By Alexandra Felekis, counsel in Allen & Overy’s Projects team
South Africa has taken an important first step towards liberalising its energy market. The government noted its intentions when the minister of Mineral Resources and Energy published the 2nd Amendment Bill of the Electricity Regulation Act, 2006, for public comment earlier this year.
In March 2023, the Amendment Bill was approved for submission to parliament. The bill outlines the planned transition from a monopolised, mostly single-buyer power market to a competitive multi-market, managed by a transmission system operator (TSO). The hope is that this shift will solve the electricity crisis and reduce electricity prices by promoting competition in the South African electricity industry in the medium to long term. This could also lead to changes across the continent.
With the lowest regional generation capacity in the world, improving the electricity supply is critical to socioeconomic development in sub-Saharan Africa. Alessandra Pardini, a Johannesburg-based partner from global law firm Allen & Overy, notes: “While some unbundling of utilities has occurred in Africa over recent decades, most countries still have vertically integrated utilities with little or no private participation. Of the 54 countries in Africa, only ten have unbundled utilities with either an independent TSO or a legally unbundled transmission system.”
South Africa is in a somewhat unique position, borrowing traits from both developed and developing countries as far as its electricity market is concerned. While there is potential for regional influence, South Africa may not intend to liberalise its own electricity industry in exactly the same way.
How will it work in South Africa?
The Amendment Bill presents three ways in which electricity can be bought and sold, namely:
- trading, through a non-discriminatory trading platform in which market participants may trade with each other on an hourly and daily basis
- private power purchase agreements, in which licensed or registered generators enter power purchase arrangements with direct customers and traders
- regulated power purchase agreements by generators with the single buyer office of the TSO, or buyers as determined by the minister and the Department of Mineral Resources and Energy
What is needed for success?
Implementation will be a major factor as to whether this transition works. Based on extensive experience in developed and developing electricity markets across Africa and the world, Allen & Overy’s analysis is that a successful market reform in any jurisdiction will hinge on these key elements:
- a clear intent and purpose for the reason for the restructure and developing a strategy around that purpose. The reasons could include the development of new generation capacity or the reduction of energy costs through transparency and competition
- the socioeconomic context of the jurisdiction. For example, in South Africa there is insufficient energy capacity to meet the demands of the country, requiring a fine balance between decarbonisation and ensuring security of supply for all citizens
- the interconnection capacity on the transmission and distribution systems and the appropriate management thereof
- the ability of a jurisdiction to attract funding to fund the restructure of the sector
- clear and robust legislation and rules of participation in the electricity market
- an impartial and capacitated system operator and energy regulator
- political will and buy-in at all levels of government
What is the potential in the rest of Africa?

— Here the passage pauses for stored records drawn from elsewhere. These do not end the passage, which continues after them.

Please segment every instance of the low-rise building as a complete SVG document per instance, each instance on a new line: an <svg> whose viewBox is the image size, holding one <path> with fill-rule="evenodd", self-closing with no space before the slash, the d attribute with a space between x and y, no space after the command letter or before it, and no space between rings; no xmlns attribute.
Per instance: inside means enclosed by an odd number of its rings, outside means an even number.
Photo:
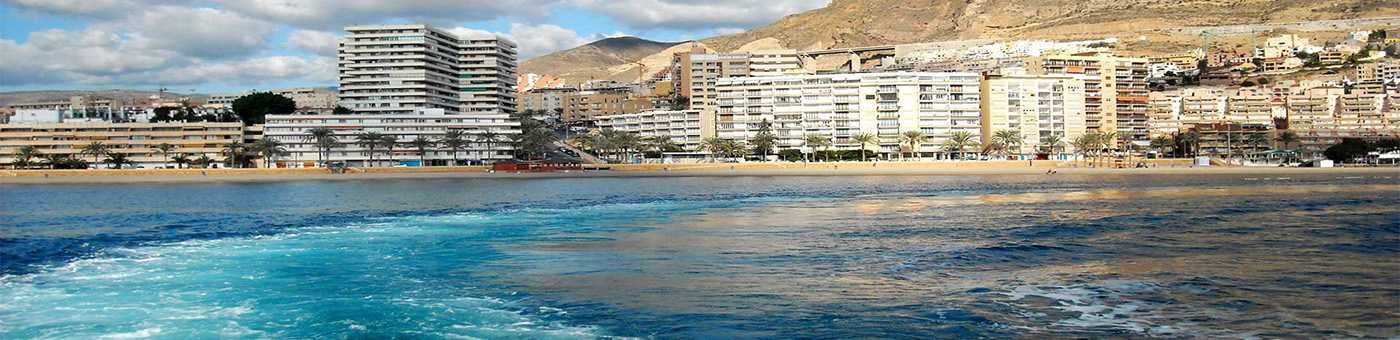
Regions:
<svg viewBox="0 0 1400 340"><path fill-rule="evenodd" d="M108 156L83 152L87 145L99 142L109 154L124 155L135 167L174 167L171 157L177 155L204 155L222 161L224 146L242 141L242 123L12 123L0 125L0 164L12 165L25 146L43 155L102 162ZM175 150L161 154L155 148L164 143L174 145Z"/></svg>
<svg viewBox="0 0 1400 340"><path fill-rule="evenodd" d="M571 87L537 88L520 95L520 112L535 111L547 113L564 112L564 99L578 89Z"/></svg>
<svg viewBox="0 0 1400 340"><path fill-rule="evenodd" d="M650 97L633 96L628 90L578 91L563 96L566 123L592 122L598 116L637 113L657 104Z"/></svg>
<svg viewBox="0 0 1400 340"><path fill-rule="evenodd" d="M714 121L699 110L643 111L596 117L600 129L636 133L641 137L667 137L686 151L697 152L705 138L714 137Z"/></svg>
<svg viewBox="0 0 1400 340"><path fill-rule="evenodd" d="M327 159L321 159L321 150L307 134L314 128L330 129L338 139ZM440 142L450 130L462 131L471 143L455 154L442 143L430 147L426 153L408 145L418 137ZM364 132L395 136L398 144L392 151L378 146L371 153L368 145L361 145L355 139ZM496 134L494 142L483 140L487 132ZM264 136L281 141L287 147L287 156L275 162L279 168L312 167L318 161L344 162L349 166L454 165L454 159L457 160L455 165L492 163L513 157L509 141L518 134L520 123L504 112L449 115L440 109L419 109L413 114L269 115L263 128Z"/></svg>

The level of development in the electricity industry in Africa is disparate. There are varying degrees of grid infrastructure available across different countries to meet growing demand for electricity. Given the infrastructure differences that exist between South Africa and other countries in Africa, the transition towards a liberalised electricity market will probably look different throughout Africa. Countries housing a less-developed grid infrastructure are more likely to adopt a so-called ‘mini grids’ approach. For instance, Nigeria has a similarly sized economy to South Africa and a population of approximately three times more, yet it manages (by comparison to South Africa) with minimal installed grid generation and a large reliance on diesel. As such, liberalisation may not be given any impetus here as the decentralised grid infrastructure potentially meets Nigeria’s primary development goals.

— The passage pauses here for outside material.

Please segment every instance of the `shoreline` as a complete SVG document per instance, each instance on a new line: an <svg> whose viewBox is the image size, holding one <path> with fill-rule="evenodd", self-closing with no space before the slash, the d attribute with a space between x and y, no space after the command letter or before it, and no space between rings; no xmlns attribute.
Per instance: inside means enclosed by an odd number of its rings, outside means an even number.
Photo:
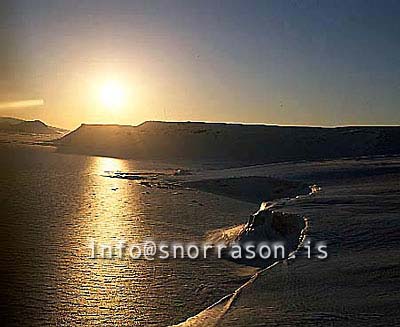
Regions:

Another consideration is that, despite a state’s failure to deliver adequate electricity services, governments in the region have adopted a protective approach in respect of the state utility companies. For example, in Botswana, to achieve the objective of becoming an exporter of electricity, the majority of both existing and planned generation assets are and will continue to be owned by the state utility company, with only a nominal amount of generation being allocated to independent power producers.
A further factor is whether there is a regulatory framework that allows for trading and wheeling of electricity in a country. For example, in Botswana, virtual supply of energy – in the way it is deployed in South Africa – is not permitted and electricity generated by private generators must be sold to the state utility company. In contrast, Zambia has a sophisticated private generation and virtual supply framework conducive to the evolution of a competitive sector.
When considering developed, decentralised electricity markets, it is clear that liberalisation is only the first step. Electricity markets, regulations and technical infrastructure will need to continually evolve to cater for the unforeseen issues that will arise. Ultimately, flexibility of the South African government and all other participants in the electricity market will be vital in order to achieve a successful market reform.